S PANIEN , J UNI 1813

MacLaird, der Sergeant Major des Regiments, war ein kräftiger Mann, und der Druck seiner Finger, die Major Richard Sharpes linke Hand umklammerten, war schmerzhaft. Der sterbende Sergeant Major öffnete langsam die Augen. "Ich will nicht weinen, Sir."

"Ja."

"Niemand soll sagen, er hätte mich weinen gesehen, Sir."

Sharpe nickte.

Eine Träne rann dem Sergeant Major übers Gesicht. Sein Tschako war heruntergefallen und lag einen halben Yard von seinem Kopf entfernt.

Sharpe überließ dem Sergeant Major seine linke Hand und zog mit der Rechten behutsam den roten Uniformrock des Verwundeten auseinander.

"Vater unser, der Du bist im Himmel." Dann versagte MacLaird die Stimme. Er lag auf dem harten Kopfsteinpflaster. Einige der dunklen Pflastersteine waren mit seinem Blut befleckt. "O Jesus!"

Sharpe starrte auf den aufgerissenen Bauch des Sergeant Major. MacLairds schmutziges Hemd war in die Wunde hineingepresst worden, aus der glänzend rotes Blut quoll. Sharpe bedeckte sanft den grauenvollen Anblick mit dem Rock. Da war nichts mehr zu machen.

"Sir", die Stimme des Sergeant Major klang schwach.

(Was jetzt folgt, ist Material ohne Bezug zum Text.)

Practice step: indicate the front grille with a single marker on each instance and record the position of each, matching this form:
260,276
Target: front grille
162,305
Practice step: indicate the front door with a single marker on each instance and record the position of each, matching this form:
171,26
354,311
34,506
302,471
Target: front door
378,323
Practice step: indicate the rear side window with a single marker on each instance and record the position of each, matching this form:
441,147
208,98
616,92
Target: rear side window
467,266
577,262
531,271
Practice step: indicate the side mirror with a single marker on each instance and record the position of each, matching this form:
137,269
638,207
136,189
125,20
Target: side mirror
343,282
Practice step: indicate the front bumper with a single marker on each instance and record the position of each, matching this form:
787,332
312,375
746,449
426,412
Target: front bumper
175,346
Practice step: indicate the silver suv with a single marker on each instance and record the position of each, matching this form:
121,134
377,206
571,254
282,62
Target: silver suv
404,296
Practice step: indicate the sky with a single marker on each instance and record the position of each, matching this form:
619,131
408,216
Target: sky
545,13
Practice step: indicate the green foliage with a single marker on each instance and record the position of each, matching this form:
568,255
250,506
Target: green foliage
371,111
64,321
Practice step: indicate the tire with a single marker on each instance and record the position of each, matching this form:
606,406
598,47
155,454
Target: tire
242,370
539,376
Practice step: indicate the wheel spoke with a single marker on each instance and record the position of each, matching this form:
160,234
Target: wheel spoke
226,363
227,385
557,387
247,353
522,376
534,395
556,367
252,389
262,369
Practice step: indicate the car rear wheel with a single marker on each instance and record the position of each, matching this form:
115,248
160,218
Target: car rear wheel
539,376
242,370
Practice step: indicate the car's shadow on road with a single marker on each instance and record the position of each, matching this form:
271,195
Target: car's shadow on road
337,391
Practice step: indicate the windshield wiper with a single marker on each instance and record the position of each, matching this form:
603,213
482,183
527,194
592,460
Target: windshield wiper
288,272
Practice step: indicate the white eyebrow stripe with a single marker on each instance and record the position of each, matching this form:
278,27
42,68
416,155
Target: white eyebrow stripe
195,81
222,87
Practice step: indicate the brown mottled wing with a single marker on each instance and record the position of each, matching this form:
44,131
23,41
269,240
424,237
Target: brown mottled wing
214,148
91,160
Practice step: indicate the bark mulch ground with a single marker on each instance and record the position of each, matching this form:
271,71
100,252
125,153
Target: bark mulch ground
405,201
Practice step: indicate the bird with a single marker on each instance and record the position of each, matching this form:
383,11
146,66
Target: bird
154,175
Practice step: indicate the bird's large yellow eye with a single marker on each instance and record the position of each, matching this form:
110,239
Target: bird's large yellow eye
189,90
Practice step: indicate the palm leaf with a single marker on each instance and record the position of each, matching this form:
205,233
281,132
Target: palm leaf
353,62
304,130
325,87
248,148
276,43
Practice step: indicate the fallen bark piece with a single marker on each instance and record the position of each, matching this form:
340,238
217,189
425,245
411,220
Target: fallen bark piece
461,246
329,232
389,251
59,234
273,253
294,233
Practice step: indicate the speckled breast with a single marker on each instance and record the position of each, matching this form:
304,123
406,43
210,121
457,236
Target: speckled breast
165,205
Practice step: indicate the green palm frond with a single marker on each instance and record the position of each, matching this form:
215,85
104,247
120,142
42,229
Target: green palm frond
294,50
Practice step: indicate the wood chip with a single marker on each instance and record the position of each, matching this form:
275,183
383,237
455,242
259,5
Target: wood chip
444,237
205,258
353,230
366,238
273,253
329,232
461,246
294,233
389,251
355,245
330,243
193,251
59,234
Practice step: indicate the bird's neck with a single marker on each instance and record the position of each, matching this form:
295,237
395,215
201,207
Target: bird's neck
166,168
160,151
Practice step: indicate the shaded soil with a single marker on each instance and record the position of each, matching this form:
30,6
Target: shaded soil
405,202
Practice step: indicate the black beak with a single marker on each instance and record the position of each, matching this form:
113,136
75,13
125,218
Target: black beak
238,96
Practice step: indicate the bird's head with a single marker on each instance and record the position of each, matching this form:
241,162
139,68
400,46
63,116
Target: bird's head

"Bitte, Sir?" Sharpe war verlegen. Er wusste, was dieser harte Mann wollte, der einst gerauft und gehurt und seine Pflicht getan hatte. Sharpe sah die Entschlossenheit des starken Mannes, angesichts des Todes keine Schwäche zu zeigen, und er packte MacLairds Hand, als könne er dieser letzten Äußerung von Soldatenstolz förderlich sein.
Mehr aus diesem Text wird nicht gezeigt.